FieldRequiredPurpose
nameyesThe label shown in UIs and webhook payloads.
descriptionrecommendedPlain-English explanation of what belongs in this category. The classifier uses this.
keywordsoptionalUp to 20 words/phrases that strongly indicate this category. The classifier weights these.
linked_extraction_idoptionalIf set, files in this category auto-chain into the linked extraction.

How the classifier decides

For each file the classifier:

  1. Reads the document (OCR if needed).
  2. Compares against each category's description + keywords.
  3. Picks the highest-scoring category, returning the chosen category_id, a confidence value in [0, 1], and a one-sentence reasoning field explaining why.

If no category scores above the threshold (default 0.5), the file is left unclassifiedclassified_category_id is null. You can manually assign it via the PATCH endpoint.

Confidence interpretation

  • > 0.9 — Very high; safe to chain into automated flows.
  • 0.7 – 0.9 — High; consider a quick spot-check.
  • 0.5 – 0.7 — Medium; route to a human review queue.
  • < 0.5 — Low; the model is unsure. Will return null category.

Chaining

When a category has linked_extraction_id set, the system automatically uploads the same file to the linked extraction as soon as classification completes. This means one upload to the classifier triggers:

  • 1 page charged for classification
  • N pages charged for the linked extraction (where N = the file's page count)
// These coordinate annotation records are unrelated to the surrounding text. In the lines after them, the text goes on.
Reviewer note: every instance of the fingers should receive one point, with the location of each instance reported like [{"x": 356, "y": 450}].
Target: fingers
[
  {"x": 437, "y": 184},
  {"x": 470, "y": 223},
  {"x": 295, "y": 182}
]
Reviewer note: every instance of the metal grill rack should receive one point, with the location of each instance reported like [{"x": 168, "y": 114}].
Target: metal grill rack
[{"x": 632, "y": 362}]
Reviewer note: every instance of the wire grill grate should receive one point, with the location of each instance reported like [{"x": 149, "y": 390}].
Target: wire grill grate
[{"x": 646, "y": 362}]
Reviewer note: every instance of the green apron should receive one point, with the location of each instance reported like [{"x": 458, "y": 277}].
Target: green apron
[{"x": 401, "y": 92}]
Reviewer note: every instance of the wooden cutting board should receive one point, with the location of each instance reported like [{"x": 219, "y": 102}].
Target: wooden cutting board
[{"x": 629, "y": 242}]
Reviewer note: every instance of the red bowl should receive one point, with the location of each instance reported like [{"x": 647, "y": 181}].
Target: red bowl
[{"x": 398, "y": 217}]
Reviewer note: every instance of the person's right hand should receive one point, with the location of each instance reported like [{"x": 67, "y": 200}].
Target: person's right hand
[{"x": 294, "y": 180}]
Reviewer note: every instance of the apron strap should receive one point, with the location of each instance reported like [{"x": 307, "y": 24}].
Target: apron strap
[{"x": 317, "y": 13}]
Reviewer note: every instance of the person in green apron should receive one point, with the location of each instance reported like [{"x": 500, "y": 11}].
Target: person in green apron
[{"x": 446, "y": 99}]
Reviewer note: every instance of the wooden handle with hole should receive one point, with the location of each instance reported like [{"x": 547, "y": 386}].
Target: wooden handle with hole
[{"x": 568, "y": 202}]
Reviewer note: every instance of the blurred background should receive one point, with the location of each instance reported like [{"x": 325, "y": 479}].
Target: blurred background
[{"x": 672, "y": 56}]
The classifier doesn't double-count pages — only the chained extraction is billed at the per-page rate.

Overrides are sticky

If you PATCH a file's category, the override is permanent. The classifier won't reconsider it on a redo unless you also clear the override (set classified_category_id to null).

Updating categories

If you change a category's name, description, or keywords, existing files keep their original verdict. To re-run with the new definitions, call the Re-classify endpoint on each file.

Best practices

  • Start with descriptions, add keywords later. A clear two-line description tends to outperform a long keyword list.
  • Avoid overlapping categories. "Invoice" and "Receipt" overlap; rename to "Vendor invoice (B2B)" vs "POS receipt (B2C)" if you need to distinguish.
  • Calibrate on 50 docs first. Run a small batch and review borderline cases before scaling up.